De tudo o que ele me disse, em meio a um sentimentalismo alarmante, lembro-me de uma coisa: um ritmo elusivo, um fragmento de palavras perdidas que já ouvira antes. Por um instante, tentei formular uma frase e meus lábios se entreabriram feito os de um homem tolo, como se detidos por outros obstáculos além de um sopro de surpresa no ar. Mas não consegui dizer nada, e minha quase lembrança se fez incomunicável para sempre. [Grifo meu.]

 

Talvez a primeira pergunta a fazer seja: de quem é o sentimentalismo alarmante? Sabemos bem que Gatsby tomou Daisy “de modo voraz e inescrupuloso” e que talvez não tivesse em mente nenhuma dessas “fantasias inexprimíveis” e “respiração fugaz”. O som do diapasão tinindo ao tocar nas estrelas é assunto de uma centena de canções populares, nem de longe as melhores, que deviam estar grudadas na mente de Nick. É sem dúvida o solteirão convicto Nick que sente maior satisfação nessa escalada solitária, bem como há algo de regressivo na ideia de escalar um lugar secreto para sugar leite de assombro do seio da vida. (Há mais a dizer posteriormente sobre o seio da vida e o leite do assombro.) Tal alusão à nostalgia dos prazeres da infância se estende à palavra “divertido”, e comparar as liberdades e indulgências anárquicas e narcisistas da infância à mente divina é uma tentativa audaciosa de dar um viés religioso a esses desejos regressivos. O que quer que se passasse na cabeça de Gatsby enquanto ele paquerava Daisy, sem dúvida não era nada disso, não é?
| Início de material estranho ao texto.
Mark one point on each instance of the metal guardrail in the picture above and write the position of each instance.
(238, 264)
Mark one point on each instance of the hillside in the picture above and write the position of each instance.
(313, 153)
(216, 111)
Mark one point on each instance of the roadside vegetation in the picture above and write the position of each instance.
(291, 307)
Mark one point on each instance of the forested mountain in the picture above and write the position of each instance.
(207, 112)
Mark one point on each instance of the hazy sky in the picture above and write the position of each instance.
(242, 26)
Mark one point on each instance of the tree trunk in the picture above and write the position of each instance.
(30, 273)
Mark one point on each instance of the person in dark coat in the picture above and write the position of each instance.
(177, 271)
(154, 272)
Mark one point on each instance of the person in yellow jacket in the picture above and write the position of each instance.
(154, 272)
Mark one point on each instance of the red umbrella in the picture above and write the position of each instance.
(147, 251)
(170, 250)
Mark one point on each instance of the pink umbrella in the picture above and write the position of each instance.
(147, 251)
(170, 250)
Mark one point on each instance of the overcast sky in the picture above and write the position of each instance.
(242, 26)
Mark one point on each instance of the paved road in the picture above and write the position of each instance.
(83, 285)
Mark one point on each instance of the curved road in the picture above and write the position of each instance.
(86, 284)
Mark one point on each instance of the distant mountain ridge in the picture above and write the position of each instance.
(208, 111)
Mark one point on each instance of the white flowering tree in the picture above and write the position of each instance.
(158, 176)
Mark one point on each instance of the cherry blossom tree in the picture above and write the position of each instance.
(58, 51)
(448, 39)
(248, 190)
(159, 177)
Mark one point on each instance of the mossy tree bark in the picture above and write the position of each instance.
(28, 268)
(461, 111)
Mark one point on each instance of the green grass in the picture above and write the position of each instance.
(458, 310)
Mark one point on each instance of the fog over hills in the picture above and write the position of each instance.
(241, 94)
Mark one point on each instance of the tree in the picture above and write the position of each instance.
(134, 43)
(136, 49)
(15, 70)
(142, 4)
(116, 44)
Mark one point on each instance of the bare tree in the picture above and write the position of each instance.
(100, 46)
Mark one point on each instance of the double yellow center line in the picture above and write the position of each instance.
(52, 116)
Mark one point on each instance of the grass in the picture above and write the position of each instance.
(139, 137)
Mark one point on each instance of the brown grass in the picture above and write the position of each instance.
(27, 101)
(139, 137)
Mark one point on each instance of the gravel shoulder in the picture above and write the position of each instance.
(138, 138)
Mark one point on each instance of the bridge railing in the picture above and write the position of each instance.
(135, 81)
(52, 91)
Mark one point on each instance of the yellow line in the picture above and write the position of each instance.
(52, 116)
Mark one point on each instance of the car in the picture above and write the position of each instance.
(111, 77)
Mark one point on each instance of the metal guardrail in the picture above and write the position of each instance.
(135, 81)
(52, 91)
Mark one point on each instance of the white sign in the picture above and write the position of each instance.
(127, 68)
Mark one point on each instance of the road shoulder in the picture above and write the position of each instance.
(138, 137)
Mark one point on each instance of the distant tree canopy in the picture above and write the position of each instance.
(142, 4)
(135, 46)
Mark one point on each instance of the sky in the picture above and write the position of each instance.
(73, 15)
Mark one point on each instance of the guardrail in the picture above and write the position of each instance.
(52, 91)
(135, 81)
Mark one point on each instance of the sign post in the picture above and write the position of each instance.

A questão ganha força quando tomamos conhecimento de que, a certa altura, Fitzgerald acrescentou às provas do livro seis páginas explicitando que o “sentimentalismo alarmante” de fato pertencia a Gatsby. Por exemplo: há um diálogo entre ambos no qual Nick afirma de forma simpática que Daisy é “uma bela e satisfatória encarnação do nada”, ao que Gatsby retruca, com uma resignação muito mais lúcida: “Sim, é verdade […] Mas é como amar um lugar onde você já foi feliz uma vez”. Muito mais desastrosa teria sido a inserção, ou retenção, desta confissão autoanalítica de Gatsby: “‘Mas a verdade é que sou oco e acho que as pessoas sabem disso […]. Daisy é tudo o que me sobrou de um mundo tão maravilhoso que só de recordar fico doente.’ Ele olhou ao redor com enorme arrependimento. ‘Deixe-me cantar uma música — quero lhe cantar uma música […]. O som dela me faz feliz. Mas não costumo cantá-la muito pois tenho medo de gastá-la.’”. A canção, escrita quando ele tinha catorze anos — catorze!, o futuro desse homem é mesmo o passado —, é reproduzida na íntegra e justifica amplamente o comentário de Nick sobre o “sentimentalismo alarmante”. Toda essa explicitação desastrosa e autodestrutiva foi cortada com acerto. Fitzgerald só manteve o último parágrafo do trecho citado. As partes cortadas amplificam o caráter misterioso de Gatsby, enquanto o parágrafo mantido sugere que, a despeito do tom adotado pela lembrança, nostalgia e desejo de Gatsby, ele continua irrecuperável, incomunicável, inarticulável — perdido como o Sonho Americano.